Here I show how to reduce noise using a variety of techniques:
Moving average
LOWESS regression
Low pass filter
Interpolation
Sticking with #Hooked example data for consistency:
import numpy as np
import matplotlib.pyplot as plt
X = np.arange(1, 1000, 1)
Y = np.log(X ** 3) + 10 * np.random.random(X.shape)
plt.plot(X, Y, alpha = .5)
plt.show()
Moving average
Sometimes all you need is a moving average.
For example, using pandas with a window size of 100:
import pandas as pd
df = pd.DataFrame(Y, X)
df_mva = df.rolling(100).mean() # moving average with a window size of 100
df_mva.plot(legend = False);
You will probably have to try several window sizes with your data. Note that the first 100 values of df_mva will be NaN but these can be removed with the dropna method.
Usage details for the pandas rolling function.
LOWESS regression
I've used LOWESS (Locally Weighted Scatterplot Smoothing) successfully to remove noise from repeated measures datasets. More information on local regression methods, including LOWESS and LOESS, here. It's a simple method with only one parameter to tune which in my experience gives good results.

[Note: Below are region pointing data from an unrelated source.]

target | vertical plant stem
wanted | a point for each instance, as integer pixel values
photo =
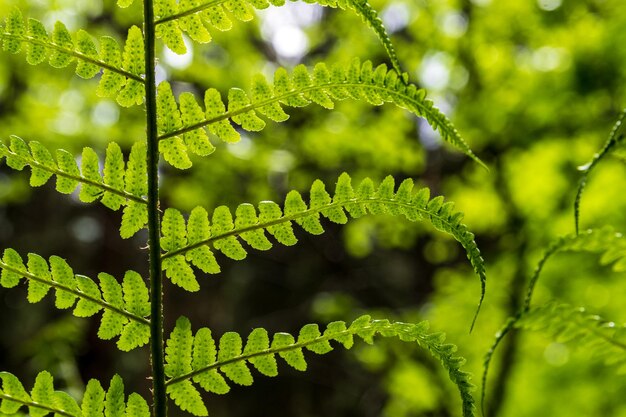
(156, 290)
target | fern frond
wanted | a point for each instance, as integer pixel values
(615, 137)
(322, 86)
(116, 187)
(122, 71)
(190, 245)
(610, 244)
(198, 360)
(125, 306)
(606, 241)
(195, 16)
(43, 399)
(575, 325)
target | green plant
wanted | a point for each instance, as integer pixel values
(132, 309)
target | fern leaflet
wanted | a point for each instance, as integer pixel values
(199, 360)
(194, 16)
(322, 86)
(125, 306)
(612, 245)
(615, 137)
(43, 399)
(122, 71)
(190, 245)
(116, 187)
(589, 332)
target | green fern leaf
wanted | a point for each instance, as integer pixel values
(67, 163)
(135, 215)
(261, 91)
(15, 27)
(60, 58)
(113, 175)
(114, 188)
(229, 359)
(63, 401)
(133, 62)
(136, 179)
(93, 399)
(37, 266)
(42, 393)
(295, 357)
(90, 168)
(238, 99)
(294, 204)
(44, 400)
(245, 217)
(198, 230)
(18, 153)
(190, 15)
(169, 31)
(136, 406)
(85, 307)
(173, 229)
(173, 149)
(192, 24)
(136, 296)
(111, 81)
(283, 232)
(134, 219)
(178, 362)
(178, 349)
(61, 49)
(205, 354)
(14, 395)
(258, 341)
(224, 233)
(87, 47)
(125, 307)
(137, 302)
(196, 140)
(610, 244)
(615, 137)
(35, 52)
(322, 86)
(63, 274)
(114, 405)
(112, 324)
(222, 225)
(187, 397)
(309, 333)
(230, 347)
(214, 108)
(10, 277)
(337, 331)
(180, 273)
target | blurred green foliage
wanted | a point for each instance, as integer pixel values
(533, 85)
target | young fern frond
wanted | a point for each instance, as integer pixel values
(121, 71)
(182, 129)
(125, 306)
(615, 138)
(200, 360)
(194, 17)
(117, 186)
(43, 399)
(185, 245)
(610, 244)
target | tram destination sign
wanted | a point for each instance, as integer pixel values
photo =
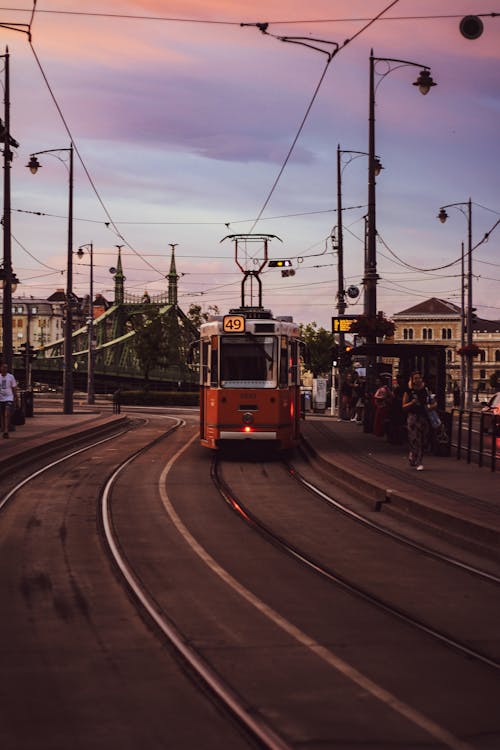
(233, 323)
(343, 324)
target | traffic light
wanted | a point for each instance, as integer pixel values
(335, 354)
(27, 351)
(346, 357)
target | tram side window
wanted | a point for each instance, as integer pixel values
(204, 363)
(214, 368)
(284, 364)
(294, 361)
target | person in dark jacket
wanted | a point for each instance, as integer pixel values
(417, 402)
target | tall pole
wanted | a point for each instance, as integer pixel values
(370, 277)
(68, 328)
(462, 332)
(469, 359)
(341, 292)
(7, 247)
(90, 364)
(341, 306)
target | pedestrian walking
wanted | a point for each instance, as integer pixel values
(8, 397)
(382, 400)
(417, 402)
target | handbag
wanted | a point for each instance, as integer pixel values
(434, 418)
(17, 416)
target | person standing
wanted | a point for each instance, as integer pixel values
(8, 396)
(417, 401)
(382, 400)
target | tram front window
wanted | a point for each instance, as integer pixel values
(248, 362)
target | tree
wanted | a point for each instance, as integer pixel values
(373, 327)
(320, 344)
(198, 317)
(150, 342)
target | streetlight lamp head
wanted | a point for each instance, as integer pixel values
(424, 82)
(33, 165)
(14, 281)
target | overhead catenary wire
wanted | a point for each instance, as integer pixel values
(331, 55)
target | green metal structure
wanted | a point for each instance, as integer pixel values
(116, 361)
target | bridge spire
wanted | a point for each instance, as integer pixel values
(172, 277)
(119, 279)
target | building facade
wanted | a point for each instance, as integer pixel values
(439, 321)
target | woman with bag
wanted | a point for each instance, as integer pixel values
(417, 404)
(8, 396)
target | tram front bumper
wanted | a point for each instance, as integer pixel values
(241, 435)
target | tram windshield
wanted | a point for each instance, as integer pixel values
(248, 362)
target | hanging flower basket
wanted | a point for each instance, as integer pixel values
(469, 351)
(369, 327)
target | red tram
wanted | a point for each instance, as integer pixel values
(249, 379)
(249, 368)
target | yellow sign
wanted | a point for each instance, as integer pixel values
(342, 325)
(233, 324)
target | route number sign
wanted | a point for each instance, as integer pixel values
(233, 324)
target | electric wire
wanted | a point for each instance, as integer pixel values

Here is how to apply the LOWESS technique using the statsmodels implementation:
import statsmodels.api as sm
y_lowess = sm.nonparametric.lowess(Y, X, frac = 0.3) # 30 % lowess smoothing
plt.plot(y_lowess[:, 0], y_lowess[:, 1]) # some noise removed
plt.show()
It may be necessary to vary the frac parameter, which is the fraction of the data used when estimating each y value. Increase the frac value to increase the amount of smoothing. The frac value must be between 0 and 1.
Further details on statsmodels lowess usage.
Low pass filter
Scipy provides a set of low pass filters which may be appropriate.
After application of the lfiter:
from scipy.signal import lfilter
n = 50 # larger n gives smoother curves
b = [1.0 / n] * n # numerator coefficients
a = 1 # denominator coefficient
y_lf = lfilter(b, a, Y)
plt.plot(X, y_lf)
plt.show()
Check scipy lfilter documentation for implementation details regarding how numerator and denominator coefficients are used in the difference equations.
There are other filters in the scipy.signal package.
Interpolation
Finally, here is an example of radial basis function interpolation:
from scipy.interpolate import Rbf
rbf = Rbf(X, Y, function = 'multiquadric', smooth = 500)
y_rbf = rbf(X)
plt.plot(X, y_rbf)
plt.show()
Smoother approximation can be achieved by increasing the smooth parameter. Alternative function parameters to consider include 'cubic' and 'thin_plate'. When considering the function value, I usually try 'thin_plate' first followed by 'cubic'; however both 'thin_plate' and 'cubic' seemed to struggle with the noise in this dataset.
Check other Rbf options in the scipy docs. Scipy provides other univariate and multivariate interpolation techniques (see this tutorial).